Growing up, my parents provided me with an equal amount of coddling and tough love. Whenever I was sick, my mom would intensely care for me from the moment I developed a fever until that fever finally broke. My dad stood guard as my protector whenever I found myself in dire trouble. I have been so blessed with parents who care for me and work so hard to ensure that I live a comfortable life.

Despite their love and affection, my parents never stopped me from learning certain things the hard way. When I scraped my knee learning to ride a bike, they waited until I finished crying and forced me to try again no matter how terrified I was of falling. When I failed a test, they did not coddle me and blame it on my teacher's lack of skill but instead advised me to study harder for the next one. They did not defend my failures or mistakes. And they never should have. I had made my own choices and performed my own actions willingly. My parents taught me to accept responsibility for the things that I do, whether they are good or bad.

While they let me grow accustomed to overcoming obstacles on my own, my parents also made sure that I understood that I was completely capable of personal success. My endlessly-optimistic mother would repeatedly inform me that there was always a light at the end of the tunnel. My dad loyally attended all of my sports games, even when I should not have been allowed on the field with my terrifying lack of athleticism. From their constant support and encouragement, I learned that hard times would always pass. I would only grow from them, but first I would have to work my own way out of them. My parents made sure that I knew that the mistakes I made throughout my life did not define who I was or who I could become.

One of the most important times in which I learned to be tough was when faced with the unwanted opinions of others. I come from a family where people jokingly poke fun at one another constantly. It is all lighthearted fun; never once does it turn vicious. As a child, I did not understand how beneficial this would be for my future self. My dad teasing me for loving to read did not seem explicitly valuable, but now I am able to marvel at that unusual childhood characteristic and acknowledge both how strange and how advantageous it was. I am easily able to recognize and accept my own flaws because I know that the people around me accept them wholeheartedly. I can laugh at myself, which in turn has given me a deeper appreciation for the unique attributes I possess that make me who I am today. Imperfection no longer scares me. It amuses me.

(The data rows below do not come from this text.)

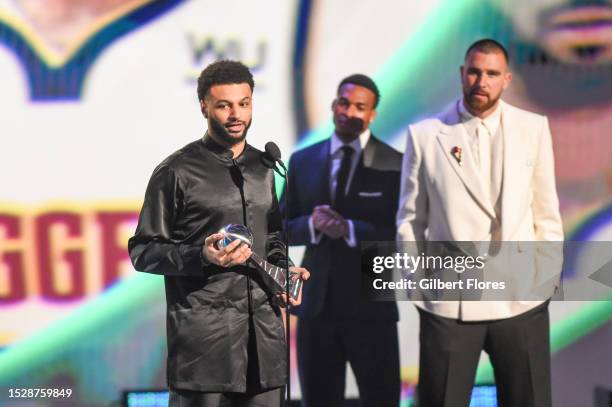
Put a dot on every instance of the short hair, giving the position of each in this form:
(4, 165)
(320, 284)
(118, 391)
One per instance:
(487, 45)
(223, 72)
(364, 81)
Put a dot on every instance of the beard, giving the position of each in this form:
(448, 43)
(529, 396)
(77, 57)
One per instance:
(350, 127)
(219, 130)
(478, 105)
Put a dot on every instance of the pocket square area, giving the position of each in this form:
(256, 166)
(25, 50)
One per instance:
(370, 194)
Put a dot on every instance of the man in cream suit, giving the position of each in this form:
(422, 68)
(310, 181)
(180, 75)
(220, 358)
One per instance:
(482, 171)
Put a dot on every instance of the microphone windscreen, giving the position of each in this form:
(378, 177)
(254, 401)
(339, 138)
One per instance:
(273, 151)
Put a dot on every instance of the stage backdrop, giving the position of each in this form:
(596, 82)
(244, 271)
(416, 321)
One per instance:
(94, 94)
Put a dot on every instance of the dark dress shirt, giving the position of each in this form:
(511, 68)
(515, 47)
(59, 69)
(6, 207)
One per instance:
(211, 310)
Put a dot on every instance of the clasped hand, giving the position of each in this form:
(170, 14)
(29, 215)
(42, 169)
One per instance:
(329, 222)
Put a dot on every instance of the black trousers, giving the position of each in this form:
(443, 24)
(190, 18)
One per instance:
(519, 349)
(186, 398)
(255, 396)
(372, 349)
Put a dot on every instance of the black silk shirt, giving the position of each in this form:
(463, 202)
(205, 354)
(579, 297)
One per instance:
(191, 195)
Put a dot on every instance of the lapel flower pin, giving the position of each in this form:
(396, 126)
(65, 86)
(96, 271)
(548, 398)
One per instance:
(458, 154)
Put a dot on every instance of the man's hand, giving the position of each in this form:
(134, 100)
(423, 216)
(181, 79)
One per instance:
(300, 273)
(329, 222)
(234, 254)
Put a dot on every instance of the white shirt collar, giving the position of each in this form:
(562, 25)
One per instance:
(358, 144)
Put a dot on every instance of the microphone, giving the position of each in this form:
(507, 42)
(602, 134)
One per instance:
(273, 154)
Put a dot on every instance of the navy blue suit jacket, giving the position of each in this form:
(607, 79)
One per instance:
(334, 288)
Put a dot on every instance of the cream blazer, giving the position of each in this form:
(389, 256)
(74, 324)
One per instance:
(442, 199)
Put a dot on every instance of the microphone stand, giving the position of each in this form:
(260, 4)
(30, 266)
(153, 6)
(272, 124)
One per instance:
(288, 305)
(285, 216)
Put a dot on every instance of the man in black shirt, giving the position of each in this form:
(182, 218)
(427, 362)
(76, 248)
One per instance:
(226, 343)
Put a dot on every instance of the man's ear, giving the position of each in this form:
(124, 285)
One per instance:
(373, 116)
(204, 108)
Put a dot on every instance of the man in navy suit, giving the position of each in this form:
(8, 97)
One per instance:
(343, 191)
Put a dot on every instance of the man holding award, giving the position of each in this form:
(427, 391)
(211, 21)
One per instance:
(226, 342)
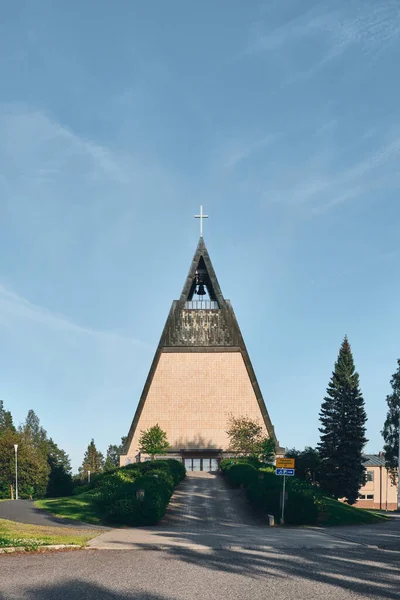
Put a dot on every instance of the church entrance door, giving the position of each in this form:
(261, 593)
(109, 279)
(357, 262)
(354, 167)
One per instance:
(201, 464)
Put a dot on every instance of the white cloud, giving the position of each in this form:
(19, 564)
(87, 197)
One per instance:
(15, 308)
(239, 150)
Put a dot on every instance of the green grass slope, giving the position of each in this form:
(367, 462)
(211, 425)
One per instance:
(30, 537)
(339, 513)
(78, 508)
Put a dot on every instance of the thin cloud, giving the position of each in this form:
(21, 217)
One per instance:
(328, 188)
(15, 307)
(240, 151)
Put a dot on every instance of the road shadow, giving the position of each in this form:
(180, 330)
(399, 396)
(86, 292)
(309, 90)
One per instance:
(78, 589)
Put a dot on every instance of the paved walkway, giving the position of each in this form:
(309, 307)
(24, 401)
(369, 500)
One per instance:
(204, 513)
(24, 511)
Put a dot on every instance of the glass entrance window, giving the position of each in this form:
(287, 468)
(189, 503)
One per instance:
(206, 464)
(197, 464)
(214, 464)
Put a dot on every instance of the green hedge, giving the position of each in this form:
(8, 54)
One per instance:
(115, 492)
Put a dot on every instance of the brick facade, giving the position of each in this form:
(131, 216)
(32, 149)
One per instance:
(191, 397)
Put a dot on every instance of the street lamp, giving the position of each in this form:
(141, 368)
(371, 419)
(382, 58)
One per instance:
(16, 470)
(398, 472)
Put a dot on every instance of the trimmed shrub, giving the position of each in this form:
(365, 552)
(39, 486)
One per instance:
(115, 492)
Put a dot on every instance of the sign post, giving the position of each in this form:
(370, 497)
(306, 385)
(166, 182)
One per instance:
(285, 467)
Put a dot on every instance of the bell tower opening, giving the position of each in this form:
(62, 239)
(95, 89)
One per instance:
(202, 295)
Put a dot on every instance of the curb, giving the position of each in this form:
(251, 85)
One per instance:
(11, 549)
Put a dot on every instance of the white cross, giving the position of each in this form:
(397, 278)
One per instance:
(201, 217)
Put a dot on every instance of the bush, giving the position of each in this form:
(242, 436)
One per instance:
(115, 492)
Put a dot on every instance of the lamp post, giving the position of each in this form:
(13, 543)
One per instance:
(398, 472)
(16, 470)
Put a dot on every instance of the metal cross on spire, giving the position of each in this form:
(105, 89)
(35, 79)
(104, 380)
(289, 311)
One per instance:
(201, 217)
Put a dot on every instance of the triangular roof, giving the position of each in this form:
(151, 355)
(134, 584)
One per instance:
(174, 336)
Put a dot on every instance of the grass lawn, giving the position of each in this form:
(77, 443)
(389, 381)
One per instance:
(339, 513)
(32, 536)
(79, 508)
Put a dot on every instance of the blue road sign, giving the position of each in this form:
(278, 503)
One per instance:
(287, 472)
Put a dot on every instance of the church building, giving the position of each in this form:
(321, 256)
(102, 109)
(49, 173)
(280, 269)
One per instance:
(201, 375)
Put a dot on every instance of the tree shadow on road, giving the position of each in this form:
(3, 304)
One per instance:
(77, 589)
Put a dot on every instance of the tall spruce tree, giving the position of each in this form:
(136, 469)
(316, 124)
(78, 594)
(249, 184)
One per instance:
(6, 421)
(391, 427)
(342, 439)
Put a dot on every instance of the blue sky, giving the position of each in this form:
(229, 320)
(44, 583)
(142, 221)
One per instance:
(117, 120)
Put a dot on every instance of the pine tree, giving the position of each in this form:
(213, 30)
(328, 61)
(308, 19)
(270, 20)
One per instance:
(93, 461)
(6, 421)
(342, 439)
(60, 479)
(390, 430)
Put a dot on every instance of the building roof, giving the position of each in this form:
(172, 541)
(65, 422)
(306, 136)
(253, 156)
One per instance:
(374, 460)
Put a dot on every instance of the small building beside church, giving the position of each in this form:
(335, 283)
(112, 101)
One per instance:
(378, 492)
(201, 375)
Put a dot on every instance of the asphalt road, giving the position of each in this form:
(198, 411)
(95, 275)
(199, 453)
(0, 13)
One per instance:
(209, 548)
(186, 574)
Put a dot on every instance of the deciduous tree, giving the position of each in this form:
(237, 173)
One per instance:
(153, 441)
(93, 461)
(247, 439)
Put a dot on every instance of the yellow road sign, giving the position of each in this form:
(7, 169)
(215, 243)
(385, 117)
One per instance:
(285, 463)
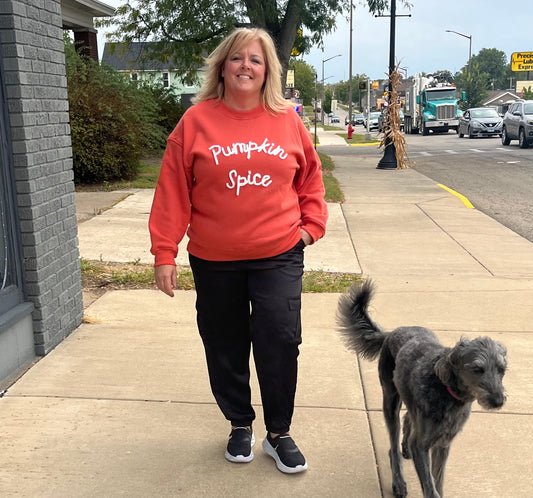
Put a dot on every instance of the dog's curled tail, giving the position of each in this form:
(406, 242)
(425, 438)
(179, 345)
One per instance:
(360, 333)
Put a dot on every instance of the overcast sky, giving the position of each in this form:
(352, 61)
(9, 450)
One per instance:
(422, 43)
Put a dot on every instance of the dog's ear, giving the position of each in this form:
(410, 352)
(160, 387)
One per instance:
(443, 367)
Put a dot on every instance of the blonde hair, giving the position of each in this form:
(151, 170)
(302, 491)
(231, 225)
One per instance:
(213, 83)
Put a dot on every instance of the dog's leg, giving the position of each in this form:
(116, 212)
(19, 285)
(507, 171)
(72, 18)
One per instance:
(406, 452)
(439, 457)
(420, 453)
(391, 411)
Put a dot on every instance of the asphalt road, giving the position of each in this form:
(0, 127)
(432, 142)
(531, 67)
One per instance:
(497, 180)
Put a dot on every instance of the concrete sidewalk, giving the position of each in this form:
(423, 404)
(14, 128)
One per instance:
(123, 407)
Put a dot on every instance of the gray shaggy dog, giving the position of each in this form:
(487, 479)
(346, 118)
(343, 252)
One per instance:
(437, 385)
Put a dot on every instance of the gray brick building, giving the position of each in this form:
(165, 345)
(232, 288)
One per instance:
(40, 278)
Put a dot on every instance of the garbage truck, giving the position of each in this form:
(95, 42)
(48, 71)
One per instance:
(430, 105)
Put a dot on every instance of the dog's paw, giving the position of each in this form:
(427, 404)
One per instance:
(406, 452)
(399, 489)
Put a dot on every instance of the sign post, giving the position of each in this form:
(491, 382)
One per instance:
(522, 61)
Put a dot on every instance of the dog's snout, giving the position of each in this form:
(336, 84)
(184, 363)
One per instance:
(498, 401)
(495, 401)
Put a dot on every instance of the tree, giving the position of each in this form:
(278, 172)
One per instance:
(342, 89)
(183, 32)
(474, 83)
(304, 80)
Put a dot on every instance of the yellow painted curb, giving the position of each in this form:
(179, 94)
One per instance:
(466, 202)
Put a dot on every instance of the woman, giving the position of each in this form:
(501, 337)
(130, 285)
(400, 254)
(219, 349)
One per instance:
(241, 175)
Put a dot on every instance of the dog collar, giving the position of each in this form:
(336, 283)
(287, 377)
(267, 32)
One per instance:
(452, 394)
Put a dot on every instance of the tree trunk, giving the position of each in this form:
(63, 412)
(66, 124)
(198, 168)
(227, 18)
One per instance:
(264, 14)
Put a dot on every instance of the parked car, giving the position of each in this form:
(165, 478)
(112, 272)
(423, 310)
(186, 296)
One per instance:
(518, 124)
(479, 122)
(357, 118)
(383, 115)
(373, 120)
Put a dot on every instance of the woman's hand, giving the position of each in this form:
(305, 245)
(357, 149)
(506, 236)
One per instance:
(305, 237)
(166, 279)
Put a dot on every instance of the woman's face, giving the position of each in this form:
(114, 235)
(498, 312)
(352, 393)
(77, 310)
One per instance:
(244, 72)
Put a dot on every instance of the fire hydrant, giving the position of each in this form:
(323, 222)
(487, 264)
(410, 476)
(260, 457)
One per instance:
(350, 131)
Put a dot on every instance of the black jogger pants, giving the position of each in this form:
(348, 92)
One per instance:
(244, 304)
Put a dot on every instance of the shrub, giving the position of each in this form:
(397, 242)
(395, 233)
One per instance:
(113, 122)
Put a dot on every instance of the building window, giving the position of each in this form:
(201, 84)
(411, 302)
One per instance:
(10, 271)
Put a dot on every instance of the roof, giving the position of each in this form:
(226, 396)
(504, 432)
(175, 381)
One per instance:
(132, 56)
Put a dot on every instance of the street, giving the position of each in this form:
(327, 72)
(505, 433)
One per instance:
(497, 180)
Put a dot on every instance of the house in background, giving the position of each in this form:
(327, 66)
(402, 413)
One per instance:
(134, 60)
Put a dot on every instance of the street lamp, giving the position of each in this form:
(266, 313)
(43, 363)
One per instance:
(322, 103)
(470, 49)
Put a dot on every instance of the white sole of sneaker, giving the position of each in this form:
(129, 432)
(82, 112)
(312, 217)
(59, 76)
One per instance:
(267, 447)
(241, 458)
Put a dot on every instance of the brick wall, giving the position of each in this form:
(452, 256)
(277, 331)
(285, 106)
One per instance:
(34, 67)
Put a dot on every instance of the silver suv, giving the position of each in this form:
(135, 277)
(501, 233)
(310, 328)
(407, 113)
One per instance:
(518, 124)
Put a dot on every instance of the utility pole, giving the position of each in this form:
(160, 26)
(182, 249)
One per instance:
(350, 70)
(388, 161)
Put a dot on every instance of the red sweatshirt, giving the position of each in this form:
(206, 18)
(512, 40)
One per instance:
(242, 183)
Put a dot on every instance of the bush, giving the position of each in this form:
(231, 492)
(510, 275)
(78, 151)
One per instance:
(113, 122)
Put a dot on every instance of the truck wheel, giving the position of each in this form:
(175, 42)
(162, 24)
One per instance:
(505, 139)
(522, 140)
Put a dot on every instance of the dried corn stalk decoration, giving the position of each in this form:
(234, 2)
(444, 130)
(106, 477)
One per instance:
(392, 124)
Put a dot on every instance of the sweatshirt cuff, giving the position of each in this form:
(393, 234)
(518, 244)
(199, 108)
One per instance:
(165, 258)
(315, 231)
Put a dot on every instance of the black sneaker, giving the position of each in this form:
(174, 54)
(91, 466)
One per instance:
(283, 449)
(240, 444)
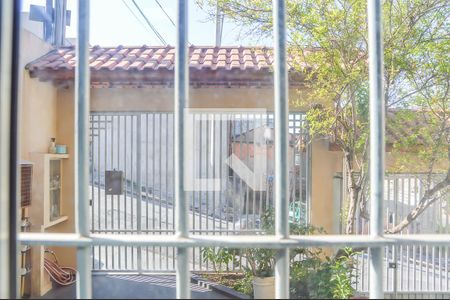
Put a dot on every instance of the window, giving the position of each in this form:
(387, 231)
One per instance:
(183, 240)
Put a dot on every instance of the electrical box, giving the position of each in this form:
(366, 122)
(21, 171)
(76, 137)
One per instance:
(114, 182)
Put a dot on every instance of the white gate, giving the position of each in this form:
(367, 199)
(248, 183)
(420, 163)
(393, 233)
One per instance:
(138, 148)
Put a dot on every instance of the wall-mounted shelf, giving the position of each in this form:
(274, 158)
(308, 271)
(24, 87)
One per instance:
(46, 211)
(55, 222)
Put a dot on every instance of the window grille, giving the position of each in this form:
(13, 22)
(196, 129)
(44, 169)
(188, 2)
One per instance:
(281, 241)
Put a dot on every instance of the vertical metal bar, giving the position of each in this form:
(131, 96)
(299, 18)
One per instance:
(92, 183)
(119, 129)
(139, 161)
(98, 187)
(147, 143)
(113, 262)
(160, 185)
(82, 89)
(132, 184)
(167, 185)
(281, 148)
(125, 118)
(181, 101)
(377, 144)
(6, 51)
(173, 189)
(194, 174)
(105, 212)
(153, 182)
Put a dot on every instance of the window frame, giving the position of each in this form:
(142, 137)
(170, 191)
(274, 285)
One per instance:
(83, 240)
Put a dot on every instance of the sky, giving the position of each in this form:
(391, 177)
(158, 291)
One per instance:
(113, 23)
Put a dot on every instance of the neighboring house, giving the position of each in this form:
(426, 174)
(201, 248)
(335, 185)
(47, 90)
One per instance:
(132, 94)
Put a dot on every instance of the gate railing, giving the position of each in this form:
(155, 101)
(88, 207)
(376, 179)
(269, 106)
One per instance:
(140, 145)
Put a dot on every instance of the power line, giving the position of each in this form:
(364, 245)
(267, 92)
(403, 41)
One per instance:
(167, 15)
(135, 16)
(149, 23)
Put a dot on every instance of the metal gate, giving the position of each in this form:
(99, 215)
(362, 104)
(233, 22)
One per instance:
(132, 180)
(410, 270)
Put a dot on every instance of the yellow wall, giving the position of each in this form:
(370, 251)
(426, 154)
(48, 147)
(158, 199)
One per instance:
(40, 112)
(325, 164)
(161, 98)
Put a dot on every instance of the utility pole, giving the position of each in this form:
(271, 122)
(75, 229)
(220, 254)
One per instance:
(60, 22)
(54, 19)
(219, 25)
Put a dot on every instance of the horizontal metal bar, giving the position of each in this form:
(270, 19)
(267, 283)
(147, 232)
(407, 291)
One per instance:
(238, 241)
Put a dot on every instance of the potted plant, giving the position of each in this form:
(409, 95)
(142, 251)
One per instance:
(260, 263)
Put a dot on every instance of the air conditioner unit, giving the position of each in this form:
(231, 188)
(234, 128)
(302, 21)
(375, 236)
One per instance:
(26, 175)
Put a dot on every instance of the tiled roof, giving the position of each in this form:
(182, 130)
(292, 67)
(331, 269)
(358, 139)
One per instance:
(153, 65)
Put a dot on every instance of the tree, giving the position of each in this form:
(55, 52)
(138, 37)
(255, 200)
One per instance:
(328, 42)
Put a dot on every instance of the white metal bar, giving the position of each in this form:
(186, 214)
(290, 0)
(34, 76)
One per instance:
(6, 35)
(237, 241)
(281, 115)
(82, 89)
(181, 99)
(377, 146)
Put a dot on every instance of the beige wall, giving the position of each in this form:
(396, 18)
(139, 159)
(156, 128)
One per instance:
(40, 113)
(325, 164)
(38, 101)
(161, 98)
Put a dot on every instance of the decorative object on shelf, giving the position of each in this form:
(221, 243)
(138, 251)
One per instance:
(55, 189)
(25, 262)
(26, 179)
(26, 173)
(47, 209)
(61, 149)
(52, 147)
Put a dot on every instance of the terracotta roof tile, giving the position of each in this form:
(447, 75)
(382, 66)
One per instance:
(237, 63)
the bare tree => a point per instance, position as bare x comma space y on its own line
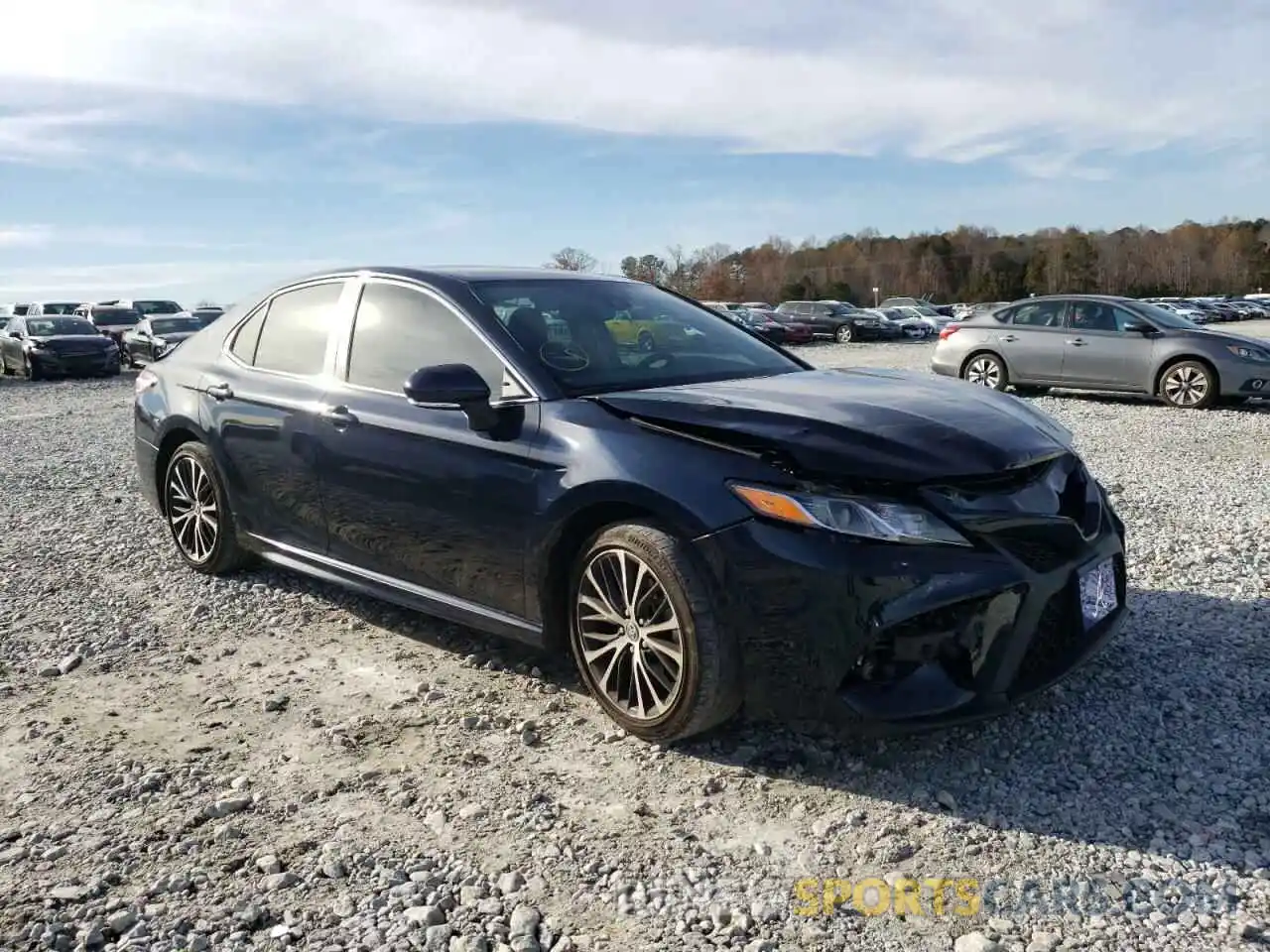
572, 259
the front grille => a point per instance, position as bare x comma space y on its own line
1058, 640
1042, 548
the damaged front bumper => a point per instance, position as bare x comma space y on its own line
907, 638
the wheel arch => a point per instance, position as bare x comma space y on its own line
575, 520
1173, 361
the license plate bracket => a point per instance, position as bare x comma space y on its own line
1098, 594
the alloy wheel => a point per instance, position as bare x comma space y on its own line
1185, 386
630, 636
984, 372
191, 511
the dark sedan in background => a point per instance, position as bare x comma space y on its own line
701, 529
1107, 344
56, 347
154, 336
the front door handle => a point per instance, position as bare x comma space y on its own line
338, 416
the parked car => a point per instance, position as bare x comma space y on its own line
833, 318
145, 307
795, 330
207, 315
111, 320
56, 345
154, 336
679, 521
1103, 343
51, 307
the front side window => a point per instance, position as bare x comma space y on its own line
624, 335
296, 327
399, 329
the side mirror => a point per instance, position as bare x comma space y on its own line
449, 385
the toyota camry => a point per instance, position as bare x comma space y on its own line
706, 526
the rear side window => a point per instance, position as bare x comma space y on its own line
1043, 313
398, 330
249, 335
296, 327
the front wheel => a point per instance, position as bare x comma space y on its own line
1188, 385
648, 638
985, 371
198, 515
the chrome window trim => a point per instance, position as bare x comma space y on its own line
343, 350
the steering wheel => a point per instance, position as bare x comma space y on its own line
658, 359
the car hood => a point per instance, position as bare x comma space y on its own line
867, 424
1222, 336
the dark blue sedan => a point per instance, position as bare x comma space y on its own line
706, 525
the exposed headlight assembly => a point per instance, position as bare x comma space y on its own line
862, 517
1248, 353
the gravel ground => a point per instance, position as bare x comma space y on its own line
267, 762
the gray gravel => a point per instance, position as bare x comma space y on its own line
267, 762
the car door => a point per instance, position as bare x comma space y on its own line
261, 405
1101, 353
1033, 341
413, 493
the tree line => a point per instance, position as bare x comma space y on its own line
1229, 257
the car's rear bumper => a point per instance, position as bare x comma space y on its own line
815, 611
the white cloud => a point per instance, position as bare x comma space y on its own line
176, 278
952, 80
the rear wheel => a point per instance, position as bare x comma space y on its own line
1188, 385
985, 371
647, 635
198, 515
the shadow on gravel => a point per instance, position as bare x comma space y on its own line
1252, 407
1157, 744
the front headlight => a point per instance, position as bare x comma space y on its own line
1248, 353
851, 516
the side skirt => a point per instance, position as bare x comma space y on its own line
407, 594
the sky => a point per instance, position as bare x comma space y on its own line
206, 151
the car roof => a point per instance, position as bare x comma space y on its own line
466, 273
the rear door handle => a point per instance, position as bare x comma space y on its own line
338, 416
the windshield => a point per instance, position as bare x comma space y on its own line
114, 316
148, 307
595, 336
59, 307
59, 326
1165, 318
176, 325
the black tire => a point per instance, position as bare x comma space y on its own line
226, 553
985, 370
708, 690
1189, 385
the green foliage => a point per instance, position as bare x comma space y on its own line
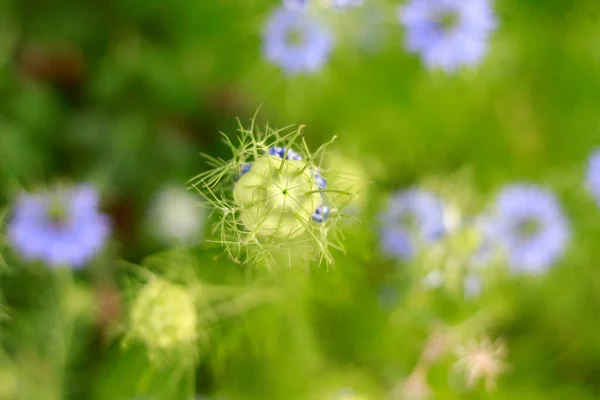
127, 94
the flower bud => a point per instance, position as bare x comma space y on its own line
163, 315
277, 197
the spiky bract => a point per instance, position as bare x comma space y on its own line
269, 199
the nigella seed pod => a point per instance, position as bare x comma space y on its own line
276, 199
270, 200
163, 316
321, 214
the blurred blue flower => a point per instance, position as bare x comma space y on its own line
530, 224
296, 41
61, 227
414, 217
448, 33
487, 251
593, 175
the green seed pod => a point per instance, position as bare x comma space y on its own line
277, 197
163, 316
271, 202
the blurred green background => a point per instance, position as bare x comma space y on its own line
126, 94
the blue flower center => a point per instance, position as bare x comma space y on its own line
528, 228
409, 222
57, 212
295, 37
447, 20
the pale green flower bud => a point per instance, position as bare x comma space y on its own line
277, 197
163, 316
271, 202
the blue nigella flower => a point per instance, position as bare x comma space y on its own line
322, 212
487, 252
414, 217
593, 175
279, 151
448, 33
530, 224
61, 227
296, 41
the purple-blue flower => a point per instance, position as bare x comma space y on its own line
59, 227
530, 224
448, 33
593, 175
296, 41
413, 218
472, 285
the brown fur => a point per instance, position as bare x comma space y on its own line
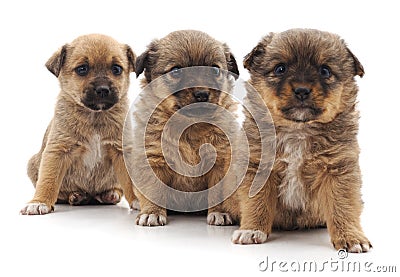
315, 180
180, 49
81, 159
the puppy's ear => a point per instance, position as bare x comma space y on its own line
249, 59
231, 61
131, 58
56, 62
144, 61
141, 63
358, 68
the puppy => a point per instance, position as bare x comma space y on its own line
306, 78
81, 160
167, 59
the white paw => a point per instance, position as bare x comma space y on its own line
151, 220
135, 205
35, 208
219, 219
249, 237
359, 248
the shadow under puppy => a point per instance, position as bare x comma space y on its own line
306, 78
81, 160
173, 151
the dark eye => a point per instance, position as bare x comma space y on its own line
82, 70
215, 70
325, 71
176, 72
116, 69
280, 69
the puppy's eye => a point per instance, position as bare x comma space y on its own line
176, 72
82, 70
325, 71
215, 70
280, 69
116, 69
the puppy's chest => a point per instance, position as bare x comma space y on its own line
94, 152
293, 152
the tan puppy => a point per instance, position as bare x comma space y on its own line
171, 55
306, 78
81, 159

When I was in the second grade, one of my current friends told me that my family lived in a garbage dump. I knew this was a lie, and yet I still sobbed for thirty minutes after he announced it to the entire class. The opinion of this eight-year-old clearly mattered more to me at that time than the truth. It was not until middle school that I finally learned to see myself without outside opinions obstructing my view. I observed that insults were only thrown out by insecure individuals who felt the instinctual need to tear others down in order to raise themselves up. Unbeknownst to them, they were exactly the type of people who helped me grow. I came to the realization that trivial comments meant to upset me were only as true as long as I let myself believe that they were. Thus, they began to bother me less and less as my own opinion of myself began to matter to me more and more. This mantra got me through middle school and high school and continues to empower me throughout my college career.

Absolutely no one has the right to put others down, but, unfortunately, the reality is that hate and ignorance have thrived for thousands of years and will continue to exist long after we have left this earth. We can do our best to extinguish the forest fire of prejudice that seems to burn throughout the world, but another flame will just be ignited in some other aspect of life. That is why it is so important for us to learn to embrace constructive criticism and deflect needless hatred. We must learn to love one another and ourselves unflinchingly and to be prepared for those who may not.

All of the moments in my life in which I have been forced to be tough have contributed to the optimism, stability, and persistence that I attempt to retain today. Society is currently trending toward a time in which kids are watched, protected, and coddled far more than they used to be. What people fail to realize is that there is a balance between the extremes of complete nurture and total neglect. Every child should be cared for yet allowed to make their own mistakes and face their own fears. If not, the next generation will never learn to fight relentlessly for what they believe in, pursue their goals unabashedly, and persevere in the face of adversity. Where would that leave us then?